Il est toujours vexant de s’apercevoir de l’oubli d’un prénom, d’un numéro de téléphone ou d’un évènement précis. Mais soyez rassurés : l’oubli fait partie de notre système de mémorisation. Il serait même indispensable.
C’est en tout cas ce qu’affirment deux neuroscientifiques de l’université de Toronto (Canada), Blake Richards et Paul Frankland. Dans une revue de littérature qu’ils publient dans la revue Neuron, ils expliquent comment la perte de mémoire chez les personnes saines n’est pas inquiétante, mais au contraire plutôt bon signe.
Faire de la place
« De nombreuses preuves émanant de recherches récentes montrent qu’il existe des mécanismes qui promeuvent la perte de mémoire, et qui sont très distincts de ceux régissant le stockage de l’information », explique Paul Frankland. Ces recherches tendent même à montrer que les deux processus seraient aussi utiles l’un que l’autre pour la mémorisation.
Ainsi, des mécanismes affaiblissent, et même éliminent les connexions synaptiques entre les neurones qui supportent le stockage de l’information. D’autre part, les neurones nouvellement produits « écrasent » parfois les anciennes connexions mémorielles. Un phénomène que Paul Frankland a pu montrer au niveau de l’hippocampe.
La mémoire fonctionne finalement un peu comme un disque dur. Pour stocker de nouvelles informations, il est essentiel de libérer de la place.

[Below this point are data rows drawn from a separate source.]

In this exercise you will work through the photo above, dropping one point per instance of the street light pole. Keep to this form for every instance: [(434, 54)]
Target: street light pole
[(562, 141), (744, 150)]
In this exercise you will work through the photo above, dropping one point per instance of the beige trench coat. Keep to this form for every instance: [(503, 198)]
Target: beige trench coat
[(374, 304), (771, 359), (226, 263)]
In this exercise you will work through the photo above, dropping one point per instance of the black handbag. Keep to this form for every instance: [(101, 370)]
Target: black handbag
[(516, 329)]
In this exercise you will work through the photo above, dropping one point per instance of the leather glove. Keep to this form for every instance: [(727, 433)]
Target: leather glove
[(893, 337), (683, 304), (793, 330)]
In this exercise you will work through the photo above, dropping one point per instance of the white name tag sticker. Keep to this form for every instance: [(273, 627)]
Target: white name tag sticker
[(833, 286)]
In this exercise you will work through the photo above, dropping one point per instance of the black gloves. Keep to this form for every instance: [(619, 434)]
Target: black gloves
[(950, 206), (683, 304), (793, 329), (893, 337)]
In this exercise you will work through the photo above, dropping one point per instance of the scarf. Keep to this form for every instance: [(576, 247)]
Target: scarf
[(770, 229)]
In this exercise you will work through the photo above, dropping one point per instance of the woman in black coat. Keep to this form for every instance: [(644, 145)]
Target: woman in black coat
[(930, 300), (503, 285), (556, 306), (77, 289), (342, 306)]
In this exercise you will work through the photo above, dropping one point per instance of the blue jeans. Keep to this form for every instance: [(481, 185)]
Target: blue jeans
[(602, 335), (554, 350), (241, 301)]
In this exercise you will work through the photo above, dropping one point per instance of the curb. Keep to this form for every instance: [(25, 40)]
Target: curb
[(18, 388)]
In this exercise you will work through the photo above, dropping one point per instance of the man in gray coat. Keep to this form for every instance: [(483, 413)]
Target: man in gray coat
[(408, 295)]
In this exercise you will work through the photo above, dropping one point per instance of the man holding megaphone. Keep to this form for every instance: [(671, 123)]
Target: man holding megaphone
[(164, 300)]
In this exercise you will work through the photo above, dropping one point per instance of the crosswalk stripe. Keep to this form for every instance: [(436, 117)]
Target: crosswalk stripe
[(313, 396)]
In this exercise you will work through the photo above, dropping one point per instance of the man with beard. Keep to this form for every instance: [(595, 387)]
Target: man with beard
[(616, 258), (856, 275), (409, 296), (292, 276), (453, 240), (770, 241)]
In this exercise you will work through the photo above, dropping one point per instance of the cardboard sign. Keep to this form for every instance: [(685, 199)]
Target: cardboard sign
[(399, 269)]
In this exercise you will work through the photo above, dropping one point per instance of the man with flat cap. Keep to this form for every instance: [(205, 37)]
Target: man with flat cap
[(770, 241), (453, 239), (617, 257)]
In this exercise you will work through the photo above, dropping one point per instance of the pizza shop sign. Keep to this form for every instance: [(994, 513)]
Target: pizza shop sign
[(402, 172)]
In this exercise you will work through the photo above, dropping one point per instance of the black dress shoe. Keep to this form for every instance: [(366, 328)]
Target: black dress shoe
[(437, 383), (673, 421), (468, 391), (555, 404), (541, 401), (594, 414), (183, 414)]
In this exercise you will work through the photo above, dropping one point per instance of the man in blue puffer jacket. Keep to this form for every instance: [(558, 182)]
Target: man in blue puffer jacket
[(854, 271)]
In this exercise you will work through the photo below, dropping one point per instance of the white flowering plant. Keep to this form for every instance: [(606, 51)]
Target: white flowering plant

Éliminer les détails parasites
Outre cette nécessité d’espace, l’oubli a aussi un intérêt essentiel pour l’intelligence. « Si vous tentez d’évoluer dans le monde et que votre cerveau amène continuellement des informations contradictoires, il devient difficile de prendre une décision éclairée », explique Blake Richards.
Ce principe est par ailleurs essentiel dans le développement de l’intelligence artificielle. C’est la régularisation : elle priorise l’information brute pour éliminer les détails spécifiques, afin d’ouvrir le champ de la décision.
Les informations qui comptent
Et plus nous évoluons dans un environnement changeant, plus les informations précises auront tendance à être oubliées. Lorsqu'un ami change de numéro de téléphone, nul besoin de retenir l'ancien. En revanche, il est plus important de retenir son propre numéro de sécurité sociale. Le cerveau fera la différence.
En terminant cet article, vous aurez d'ailleurs sûrement déjà oublié le nom des chercheurs, de leur université et quelques détails de leurs recherches, ainsi que le nom du journaliste écrivant ces lignes. Ce ne sont pas les informations les plus importantes. Même si, dans leur présentation brute, elles ne diffèrent pas tellement de l’information principale : pour se souvenir, le cerveau doit oublier.